Yamato, the company that produces “Arabic Yamato,” a type of liquid glue, has warned its customers not to eat, drink, or otherwise ingest its glue. “Arabic Yamato” is ubiquitous in Japan and can be found in many ¥100 shops, stationery stores, convenience stores, and supermarkets. It’s like Japan’s version of Elmer’s Glue.
Why are people ingesting this type of glue? Is it to achieve some sort of “high?” Nope.
The reason is that some think it’s a type of medicine which can either prevent or fight cancer. This is in response to a scientific discovery made recently. Tokyo Institute of Technology did a clinical study and found that the chemical PVA (polyvinyl alcohol) can be used in combination with an anti-cancer drug called “BNCT” to fight cancer.
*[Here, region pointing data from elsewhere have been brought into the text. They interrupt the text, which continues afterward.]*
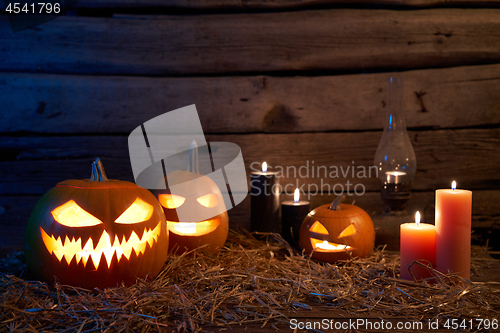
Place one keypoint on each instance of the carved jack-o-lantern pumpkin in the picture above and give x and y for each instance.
(195, 212)
(337, 232)
(96, 233)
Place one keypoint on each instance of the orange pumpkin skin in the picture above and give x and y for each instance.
(349, 219)
(195, 186)
(106, 201)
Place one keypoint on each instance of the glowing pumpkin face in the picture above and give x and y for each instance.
(337, 232)
(196, 214)
(96, 233)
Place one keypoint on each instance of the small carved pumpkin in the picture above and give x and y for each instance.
(337, 232)
(195, 212)
(96, 233)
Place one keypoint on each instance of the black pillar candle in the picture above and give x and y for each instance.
(293, 214)
(264, 192)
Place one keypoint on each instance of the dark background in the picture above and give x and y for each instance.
(287, 80)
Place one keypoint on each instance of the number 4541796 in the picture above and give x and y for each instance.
(472, 324)
(34, 8)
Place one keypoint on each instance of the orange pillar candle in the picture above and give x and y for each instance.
(418, 243)
(453, 229)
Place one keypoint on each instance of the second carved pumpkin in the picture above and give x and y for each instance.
(337, 231)
(195, 211)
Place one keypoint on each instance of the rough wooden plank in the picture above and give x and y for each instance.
(281, 4)
(449, 97)
(14, 212)
(324, 40)
(471, 156)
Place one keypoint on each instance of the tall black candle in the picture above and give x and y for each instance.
(293, 214)
(264, 192)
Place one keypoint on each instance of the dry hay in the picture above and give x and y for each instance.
(248, 281)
BNCT, which is used in radiotherapy, includes a strong anti-cancer chemical called “p-boronophenylalanine.” Basically, BNCT itself is the anti-cancer drug; PVA helps it do its job by allowing it to stay in cancerous cells longer. Just as Yamato Arabic glue can glue one piece of paper to another, PVA can “glue” BNCT to a cancerous cell for a longer period of time, increasing its effectiveness. However, without BNCT, PVA is utterly useless. In addition to Yamato Arabic glue, eyedrops and some other household substances also include PVA. However, ingesting any of these substances is useless at best and harmful at worst.
The media reported on the effectiveness of PVA in augmenting BNCT, and pointed out which household substances contained PVA. This possibly led some people to believe that substances with PVA in them are “good for you.” Here were some reactions from netizens:
“How did they think to put glue on a cancer cell? Amazing.”
“I just ate some.”
“I’m going to take a bath in glue now.”
“I used to love putting this stuff on my hand and peeling it off.”
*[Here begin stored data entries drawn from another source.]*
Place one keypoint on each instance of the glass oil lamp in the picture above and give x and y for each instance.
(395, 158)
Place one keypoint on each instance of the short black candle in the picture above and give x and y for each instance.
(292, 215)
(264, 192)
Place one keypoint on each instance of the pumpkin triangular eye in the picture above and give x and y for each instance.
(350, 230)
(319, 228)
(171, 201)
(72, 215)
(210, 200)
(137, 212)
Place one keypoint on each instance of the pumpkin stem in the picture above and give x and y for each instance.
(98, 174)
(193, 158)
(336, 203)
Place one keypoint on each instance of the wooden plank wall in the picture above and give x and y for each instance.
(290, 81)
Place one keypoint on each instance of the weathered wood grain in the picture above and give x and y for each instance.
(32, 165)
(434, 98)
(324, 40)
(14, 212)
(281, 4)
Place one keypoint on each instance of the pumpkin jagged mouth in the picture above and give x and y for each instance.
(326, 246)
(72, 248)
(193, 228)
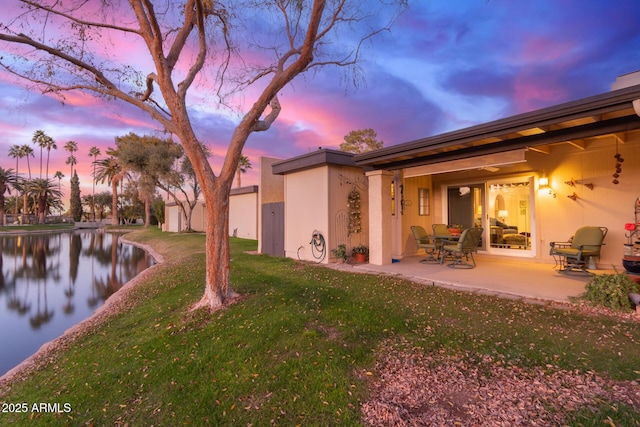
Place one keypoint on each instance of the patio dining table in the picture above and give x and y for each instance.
(440, 239)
“So if I drink glue every day, can I stay healthy?”
“Well, if that’s the case, I’m using Arabic Yamato from now on since it’s pharmaceutical.”
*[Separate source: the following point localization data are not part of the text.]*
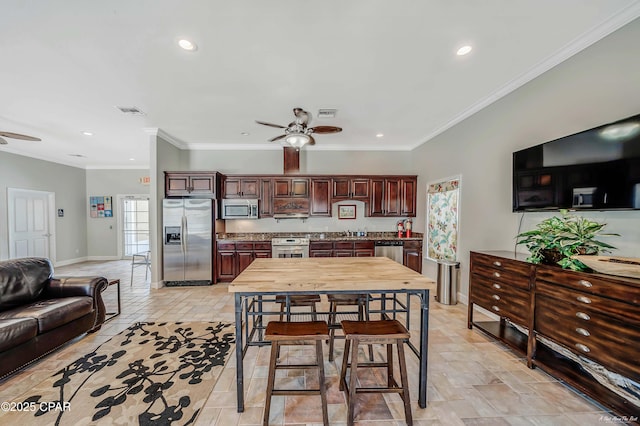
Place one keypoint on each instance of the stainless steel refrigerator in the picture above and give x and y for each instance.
(188, 241)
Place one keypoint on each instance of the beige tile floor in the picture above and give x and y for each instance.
(472, 380)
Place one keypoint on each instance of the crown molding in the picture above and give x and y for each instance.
(578, 44)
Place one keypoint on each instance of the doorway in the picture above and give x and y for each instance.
(134, 225)
(31, 223)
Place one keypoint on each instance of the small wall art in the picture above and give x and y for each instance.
(100, 206)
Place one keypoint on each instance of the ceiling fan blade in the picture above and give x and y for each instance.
(19, 136)
(277, 138)
(325, 129)
(271, 124)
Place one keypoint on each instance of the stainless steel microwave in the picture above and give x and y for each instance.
(235, 208)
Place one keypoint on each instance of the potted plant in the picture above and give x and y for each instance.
(557, 239)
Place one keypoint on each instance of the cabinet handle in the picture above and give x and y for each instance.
(583, 348)
(585, 283)
(582, 331)
(583, 316)
(583, 299)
“Why did I use a glue stick so much growing up?”
“Wow. Glue can even fix people’s lives.”
Yamato released a statement. It read:
“As for us, just as we were when this topic was popular last May, we are very surprised to learn that the main component of liquid glue, PVA, has such potential in the medical field. We are very happy about this bright news.
However, as for our products, please do not use them for anything other than their intended purpose for normal consumers.
Thank you for your continued support of our various adhesive products including Arabic Yamato which has been loved since its release in 1975.”